West elected Fellow of the American Association for the Advancement of Science

March 15, 2013

Story Highlights

  • Dr. Bruce West, senior scientist of mathematics and information science at the U.S Army Research Laboratory's (ARL) Army Research Office and ARL Fellow, was recently elected as a Fellow of the American Association for the Advancement of Science (AAAS).
  • Founded in 1848, AAAS is an international nonprofit organization dedicated to advancing science around the world by serving as an educator, leader, spokesperson and professional association.
  • Election as an AAAS Fellow honors AAAS members whose efforts on behalf of the advancement of science or its application in service to society have distinguished them among their peers and colleagues.

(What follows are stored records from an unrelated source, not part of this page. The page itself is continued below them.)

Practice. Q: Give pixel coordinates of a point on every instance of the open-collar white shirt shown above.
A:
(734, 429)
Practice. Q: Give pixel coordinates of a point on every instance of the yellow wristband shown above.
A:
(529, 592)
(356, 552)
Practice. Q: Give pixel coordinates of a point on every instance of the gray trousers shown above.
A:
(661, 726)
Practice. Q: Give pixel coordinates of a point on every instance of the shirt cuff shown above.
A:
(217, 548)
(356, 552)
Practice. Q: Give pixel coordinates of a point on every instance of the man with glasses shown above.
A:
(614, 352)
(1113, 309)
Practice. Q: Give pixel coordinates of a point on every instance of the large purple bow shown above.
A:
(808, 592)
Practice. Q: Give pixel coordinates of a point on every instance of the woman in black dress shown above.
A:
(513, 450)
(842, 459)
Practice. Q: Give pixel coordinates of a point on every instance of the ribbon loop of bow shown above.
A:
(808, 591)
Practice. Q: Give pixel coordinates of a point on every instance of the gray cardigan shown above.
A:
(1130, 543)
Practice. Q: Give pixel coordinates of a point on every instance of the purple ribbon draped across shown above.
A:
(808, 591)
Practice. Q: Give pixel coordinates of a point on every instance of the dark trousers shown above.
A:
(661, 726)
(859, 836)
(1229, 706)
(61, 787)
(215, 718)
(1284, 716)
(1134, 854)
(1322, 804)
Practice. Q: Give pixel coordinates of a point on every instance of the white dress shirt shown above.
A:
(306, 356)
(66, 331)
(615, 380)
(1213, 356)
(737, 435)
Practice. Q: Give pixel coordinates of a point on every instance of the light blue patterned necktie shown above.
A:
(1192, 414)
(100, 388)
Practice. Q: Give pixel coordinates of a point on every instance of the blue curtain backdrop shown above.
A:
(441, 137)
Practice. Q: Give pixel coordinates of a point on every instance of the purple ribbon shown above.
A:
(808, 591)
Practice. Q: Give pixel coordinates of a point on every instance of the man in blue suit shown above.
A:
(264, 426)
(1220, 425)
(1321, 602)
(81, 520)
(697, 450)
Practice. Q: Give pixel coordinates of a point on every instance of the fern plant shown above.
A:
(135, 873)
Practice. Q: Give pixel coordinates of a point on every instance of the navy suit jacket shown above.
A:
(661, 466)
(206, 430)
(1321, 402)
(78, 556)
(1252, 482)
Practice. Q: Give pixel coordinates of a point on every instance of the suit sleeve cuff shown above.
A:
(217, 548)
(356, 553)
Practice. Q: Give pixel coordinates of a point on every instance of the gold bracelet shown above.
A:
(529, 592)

Fellows are elected annually by the AAAS Council.

Dr. Bruce West, senior scientist of mathematics and information science at the U.S Army Research Laboratory's (ARL) Army Research Office and ARL Fellow, was recently elected as a Fellow of the American Association for the Advancement of Science (AAAS).

Founded in 1848, AAAS is an international nonprofit organization dedicated to advancing science around the world by serving as an educator, leader, spokesperson and professional association.

Election as an AAAS Fellow honors AAAS members whose efforts on behalf of the advancement of science or its application in service to society have distinguished them among their peers and colleagues. Fellows are elected annually by the AAAS Council.

Areas in which nominees have made significant contributions include research, teaching, technology, services to professional societies, administration in academe, industry and government, and communicating and interpreting science to the public.

"The American Association for the Advancement of Science is a unique organization in part because it is not associated with a specific discipline. This is evident to anyone that has ever attended an AAAS conference and found themselves at a talk with an audience consisting of sociologists, biologists, psychologists, physicians, and physicists. You can identify them by the kinds of questions they ask and what they accept as explanations," said West.

West noted that it is this scientific breadth that makes receiving this award all the more sweet.

"The award does not come from scientists in my own discipline who I have known for years and who I might suspect nominated me out of friendship. This award means that the research I have been involved in has received recognition beyond my immediate scientific discipline and that is a source of great satisfaction," stated West.